IT is a worldwide bestseller told in almost 60 languages.

Now Julia Donaldson’s family favourite The Gruffalo will be read in four more tongues as publishers release versions in four Scottish dialects.

Based on a Chinese folk tale, Donaldson’s tale of the mouse that thinks its way out of danger in the deep, dark wood was originally published in 1999 and has since sold 13 million copies in languages including Portuguese, Icelandic, Romanian, Afrikaans and Maori.

Illustrated by Axel Scheffler, it has also been adapted for the stage and screen as well as numerous spin-offs, including a sequel,The Gruffalo’s Child.

Now the author’s work will be republished once again in Doric, Dundonian, Orkney Scots and Shetland Scots.

The move, by Edinburgh firms Itchy Coo and Black & White Publishing, comes three years after the companies released The Gruffalo in Scots and The Gruffalo’s Wean.

Those titles sold more than 60,000 copies between them and a spokeswoman for Black & White said the latest versions are a response to local demand.

She told The National: “It’s a natural progression to now publish new editions for Orkney, Shetland, Dundee and in Doric.

“We’re delighted to be publishing these new editions because we value and respect those dialects as part of the rich diversity of Scots, partly because of local demand.

“Bringing this work to a wider audience is what the Itchy Coo Scots language imprint is there to do, and while we have no set sales expectations for the four new editions, we are very hopeful that the huge success of the Gruffalo combined with these brilliant new editions will delight a whole new audience.”

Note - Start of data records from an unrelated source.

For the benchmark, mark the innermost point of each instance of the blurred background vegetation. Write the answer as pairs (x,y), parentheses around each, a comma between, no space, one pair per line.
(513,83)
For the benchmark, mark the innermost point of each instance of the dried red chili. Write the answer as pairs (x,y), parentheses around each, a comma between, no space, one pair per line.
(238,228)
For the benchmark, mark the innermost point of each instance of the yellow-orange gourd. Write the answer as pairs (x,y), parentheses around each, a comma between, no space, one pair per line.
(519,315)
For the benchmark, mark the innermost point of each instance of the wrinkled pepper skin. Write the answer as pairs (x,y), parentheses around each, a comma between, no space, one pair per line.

Donaldson, who lived in Glasgow for 25 years before moving to Brighton, began writing children’s songs for the BBC before one tune, A Squash and A Squeeze, was turned into a book in 1993.

Since then she has chalked up lifetime sales worth more than £90 million in the UK, producing around one book every year.

However, she is best known for her canny mouse creation, who invents a monstrous creature to prevent woodland predators from eating him – before discovering it is very real.

The opening lines are now amongst the most famous in children’s literature, reading: “A mouse took a stroll through the deep dark wood.

“A fox saw the mouse and the mouse looked good.”

The new translations showcase Scotland’s linguistic diversity, with some versions bearing little similarity to the original text.

Sheena Blackhall’s Doric version reads: “A moose tuik a dander ben the wid.

“A tod saw the moose, an the moose luiked guid.”

However, in Shetland Scots, playwright Laureen Johnson’s work reads: “Ida hert o a forest deep an dark, a peerie broon moose guid oot for a waak.

“Noo, Tod da fox tinks, ‘Dat’s juist whit A’m wantin!

“’A’ll glaep up dat moose, for A’m juist black fantin.’”

Meanwhile, Matthew Fitt’s Dundonian dialect is given as: “A moosie taen a daandir throo thi daip, derk waid.

“A tod saa that moosie an that moosie looked gaid.”

And in Orkney Scots, high school English teacher Simon W Hall writes: “A moose teuk a dander through the grimly trees.

“A fox saa the moose an thowt, You’ll feed me.”